Zooming Out on Zooming In: Advancing Super-Resolution for Remote Sensing

TL;DR

The paper tackles the lack of trustworthy metrics, scalable data, and evidence for machine-use of remote-sensing super-resolution. It introduces CLIPScore, a CLIP-based perceptual metric, and builds S2-NAIP, a large public-domain SR dataset, to enable robust, cross-dataset evaluation. Through a comprehensive study across CNN/L2, GANs, and diffusion methods, it finds GANs (notably ESRGAN) outperform others on CLIPScore and LPIPS, and demonstrates that using CLIPScore as a training loss dramatically speeds up training (up to 18x) with improved outputs. It also assesses downstream task usefulness and demonstrates global deployment of the SR pipeline via Satlas, providing freely accessible, high-resolution imagery for planet monitoring and setting a foundation for future machine-usable SR research.

Abstract

Super-Resolution for remote sensing has the potential for huge impact on planet monitoring by producing accurate and realistic high resolution imagery on a frequent basis and a global scale. Despite a lot of attention, several inconsistencies and challenges have prevented it from being deployed in practice.

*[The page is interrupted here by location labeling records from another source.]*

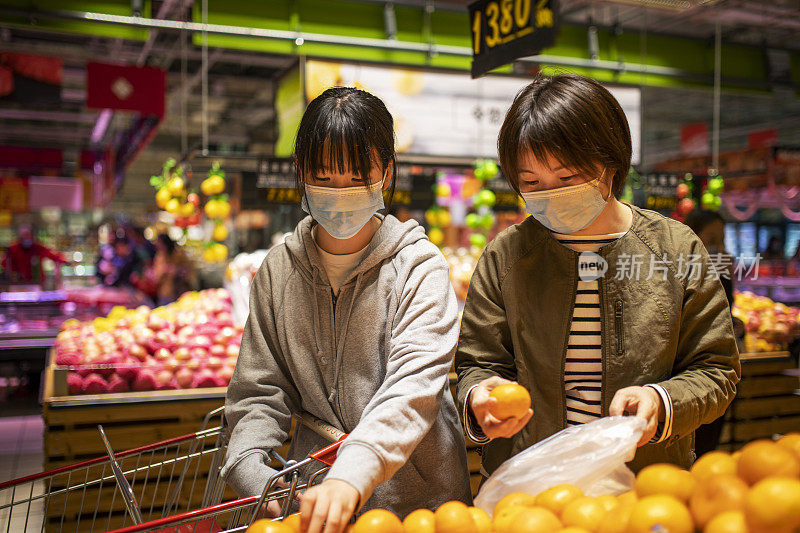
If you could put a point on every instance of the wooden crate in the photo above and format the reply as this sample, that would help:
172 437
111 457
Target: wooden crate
767 402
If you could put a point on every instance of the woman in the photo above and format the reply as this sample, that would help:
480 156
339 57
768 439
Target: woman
597 307
352 319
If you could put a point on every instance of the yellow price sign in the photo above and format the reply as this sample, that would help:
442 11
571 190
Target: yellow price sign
503 30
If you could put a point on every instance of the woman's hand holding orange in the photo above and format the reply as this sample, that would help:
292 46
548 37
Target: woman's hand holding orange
485 409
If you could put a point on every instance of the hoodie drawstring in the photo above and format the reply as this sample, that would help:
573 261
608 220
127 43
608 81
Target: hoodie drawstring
340 348
317 338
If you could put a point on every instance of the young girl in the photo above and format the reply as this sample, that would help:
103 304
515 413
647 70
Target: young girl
596 307
353 320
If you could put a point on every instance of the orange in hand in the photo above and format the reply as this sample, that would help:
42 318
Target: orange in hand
378 521
513 401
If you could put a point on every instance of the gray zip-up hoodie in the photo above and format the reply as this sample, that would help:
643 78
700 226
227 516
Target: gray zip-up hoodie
372 362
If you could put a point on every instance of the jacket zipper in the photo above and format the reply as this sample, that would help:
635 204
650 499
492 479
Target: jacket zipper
618 329
334 302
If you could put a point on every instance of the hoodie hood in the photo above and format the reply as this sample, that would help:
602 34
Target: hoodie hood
391 237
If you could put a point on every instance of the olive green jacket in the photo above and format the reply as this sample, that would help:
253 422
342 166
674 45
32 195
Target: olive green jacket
674 330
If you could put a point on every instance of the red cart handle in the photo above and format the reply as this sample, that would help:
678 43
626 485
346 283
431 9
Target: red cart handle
327 455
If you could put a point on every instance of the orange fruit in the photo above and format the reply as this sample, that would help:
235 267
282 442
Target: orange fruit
666 479
513 401
608 502
535 520
556 498
506 520
773 505
763 458
727 522
715 495
378 521
616 520
420 521
266 525
628 498
454 517
712 464
660 513
483 522
791 441
293 521
514 499
584 512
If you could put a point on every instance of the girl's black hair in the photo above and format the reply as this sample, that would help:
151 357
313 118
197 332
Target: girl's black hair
356 129
574 119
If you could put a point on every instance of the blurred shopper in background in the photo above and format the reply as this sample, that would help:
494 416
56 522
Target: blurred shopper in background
23 261
710 227
118 265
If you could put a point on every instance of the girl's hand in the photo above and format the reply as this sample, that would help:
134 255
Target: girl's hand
643 402
480 402
331 503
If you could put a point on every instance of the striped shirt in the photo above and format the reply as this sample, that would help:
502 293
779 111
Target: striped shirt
583 371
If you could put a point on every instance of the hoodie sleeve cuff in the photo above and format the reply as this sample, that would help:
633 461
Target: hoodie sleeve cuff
471 426
664 429
249 476
358 465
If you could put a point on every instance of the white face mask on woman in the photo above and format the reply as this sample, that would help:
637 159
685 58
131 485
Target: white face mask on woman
566 209
343 212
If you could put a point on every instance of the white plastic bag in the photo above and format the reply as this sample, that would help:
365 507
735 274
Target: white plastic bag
590 456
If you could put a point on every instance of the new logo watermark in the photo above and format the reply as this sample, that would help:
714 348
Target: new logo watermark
591 266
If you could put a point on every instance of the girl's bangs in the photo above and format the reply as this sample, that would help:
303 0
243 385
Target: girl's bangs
340 145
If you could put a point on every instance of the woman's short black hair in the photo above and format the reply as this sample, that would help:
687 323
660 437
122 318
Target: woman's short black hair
348 130
572 118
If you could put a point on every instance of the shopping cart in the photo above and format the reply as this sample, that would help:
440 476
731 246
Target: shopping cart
172 485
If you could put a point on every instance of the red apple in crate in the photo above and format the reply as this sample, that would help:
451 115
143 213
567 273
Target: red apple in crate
68 359
184 377
74 383
117 384
162 354
163 377
137 351
214 363
146 380
182 354
94 384
225 374
201 341
217 351
129 369
232 351
206 378
156 323
199 353
143 335
172 364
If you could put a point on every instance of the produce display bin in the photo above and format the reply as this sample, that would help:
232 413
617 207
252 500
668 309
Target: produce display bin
767 401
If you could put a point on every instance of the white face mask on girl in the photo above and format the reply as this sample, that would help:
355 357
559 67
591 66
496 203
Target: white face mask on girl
343 212
566 209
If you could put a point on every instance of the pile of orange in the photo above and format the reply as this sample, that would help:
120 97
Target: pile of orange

These include the lack of effective metrics, fragmented and relatively small-scale datasets for training, insufficient comparisons across a suite of methods, and unclear evidence for the use of super-resolution outputs for machine consumption. This work presents a new metric for super-resolution, CLIPScore, that corresponds far better with human judgments than previous metrics on an extensive study. We use CLIPScore to evaluate four standard methods on a new large-scale dataset, S2-NAIP, and three existing benchmark datasets, and find that generative adversarial networks easily outperform more traditional L2 loss-based models and are more semantically accurate than modern diffusion models. We also find that using CLIPScore as an auxiliary loss can speed up the training of GANs by 18x and lead to improved outputs, resulting in an effective model in diverse geographies across the world which we will release publicly. The dataset, pre-trained model weights, and code are available at https://github.com/allenai/satlas-super-resolution/.

Figures (8)

• Figure 1: Display of the incredible power of super-resolution for remote sensing imagery. High-resolution satellite imagery is not available for free worldwide, and a public source such as NAIP is restricted to every 2-3 years in the US. On the other hand, Sentinel-2 imagery is global, free, and has a revisit rate of 5-10 days, so with super-resolution methods, we can generate high-resolution imagery globally and frequently, especially in places that have disproportionately less public imagery.
• Figure 2: Example of a target image (GT), an ESRGAN output at full resolution as well as downsampled 16x, and a HighResNet output, with corresponding metrics. Note that the four images are ordered from best to worst based on human preference, and PSNR and SSIM increase in an opposite trend. Our proposed CLIPScore more closely matches human judgement.
• Figure 3: The level of accuracy between human preferences and those generated by the various metrics. The x-axis is ordered from worst to best average accuracy between the two datasets. The y-axis is adjusted to a range of 40% to 90% to better show the difference in accuracy across metrics.
• Figure 4: Examples of target images (GT), one of the corresponding low-resolution images (Low-Res), and Super-Res outputs from SRCNN, HighResNet, Medium ESRGAN, and SR3 on samples from the S2-NAIP dataset. We recommend zooming in for the full effect.
• Figure 5: CLIPScore results on the S2-NAIP dataset, with three sizes of the ESRGAN model and five data splits. Performance increases with more data and larger models.